HDC appreciates all the passion, hard work, and dedication our members devote to the affordable housing movement. No single organization could make this impact and secure this progress alone. The collaboration and connection among members is the human energy that works to ensure all people have a safe, healthy, and affordable home. We want to show our appreciation and learn more about our affordable housing community through these member highlights as each member is crucial to achieving the larger vision of this movement. This week our featured member is Byrd Barr Place. Thank you for all the work that you do!

  1. What excites your team about the work you are doing? 

Byrd Barr Place (BBP) is a Community Action Agency supporting the diverse neighborhoods of Seattle’s Central District with a variety of services for those in poverty. BBP nurtures a more equitable Seattle through programs and advocacy that enable people to live healthier, prosperous lives. What excites us is that each year, our programs help 20,000 Seattle residents with basic human services—a warm home, food on the table, and immediate financial relief—so they can break the cycle of poverty and build self-sufficiency.  This work is fulfilling, we go home at the end of each day feeling that we’ve made a positive impact on the world around us.

 

  1. What is a favorite office anecdote?

One of our senior clients stated a few weeks ago that she just loved coming to our building, because all of the staff members smiled at her.  She doesn’t go anywhere else where so many people she didn’t know smile at her.

 

  1. What upcoming projects, partnerships, and news are you looking forward to? 

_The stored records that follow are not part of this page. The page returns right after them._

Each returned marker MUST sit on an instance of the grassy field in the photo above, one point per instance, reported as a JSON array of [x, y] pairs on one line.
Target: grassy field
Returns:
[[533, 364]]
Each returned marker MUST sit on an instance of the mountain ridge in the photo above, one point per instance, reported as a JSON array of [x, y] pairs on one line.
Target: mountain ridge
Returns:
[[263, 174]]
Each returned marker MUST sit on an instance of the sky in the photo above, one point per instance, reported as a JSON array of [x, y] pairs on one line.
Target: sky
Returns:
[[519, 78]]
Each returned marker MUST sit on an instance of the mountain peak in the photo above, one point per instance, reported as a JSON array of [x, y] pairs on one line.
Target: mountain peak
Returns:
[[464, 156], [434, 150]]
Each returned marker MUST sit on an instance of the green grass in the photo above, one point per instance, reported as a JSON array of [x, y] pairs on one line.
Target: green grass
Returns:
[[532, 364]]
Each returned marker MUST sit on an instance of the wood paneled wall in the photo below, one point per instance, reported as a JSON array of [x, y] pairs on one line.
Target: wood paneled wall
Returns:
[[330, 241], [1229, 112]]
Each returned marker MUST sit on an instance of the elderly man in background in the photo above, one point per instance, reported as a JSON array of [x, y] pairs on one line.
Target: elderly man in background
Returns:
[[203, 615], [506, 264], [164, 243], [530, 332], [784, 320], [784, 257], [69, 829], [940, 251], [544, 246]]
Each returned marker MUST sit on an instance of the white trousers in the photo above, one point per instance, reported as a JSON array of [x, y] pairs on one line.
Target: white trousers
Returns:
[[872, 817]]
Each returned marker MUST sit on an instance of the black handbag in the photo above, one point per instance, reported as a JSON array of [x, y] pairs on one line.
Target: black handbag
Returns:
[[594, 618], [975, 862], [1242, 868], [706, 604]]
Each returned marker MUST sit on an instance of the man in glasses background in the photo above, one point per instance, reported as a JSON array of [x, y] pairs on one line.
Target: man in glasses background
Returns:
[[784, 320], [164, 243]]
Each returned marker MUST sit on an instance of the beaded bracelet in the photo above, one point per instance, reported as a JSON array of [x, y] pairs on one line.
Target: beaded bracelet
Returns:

We will be partnering with the Washington State Commission on African American Affairs and the Urban League of Metropolitan Seattle on a research project on health and well-being in the Black community; the first phase of a multiyear initiative to foster a groundswell of positive change to address the inequities in health in Seattle and King County. The study of our findings will be released in the summer of 2019.

 

4. What have you been most proud of during your time as an HDC member?

We have been asked to present as a panelist at the upcoming Prosperity Now summit in D.C. next month.

We will be presenting on a project we plan to rollout in the fall: To develop and distribute communications that will inspire, educate and enable communities of color to form land trusts or similar entity that acquires and preserves long-term land ownership; as a means of preserving cultural diversity, fighting displacement and increasing long-term wealth creation.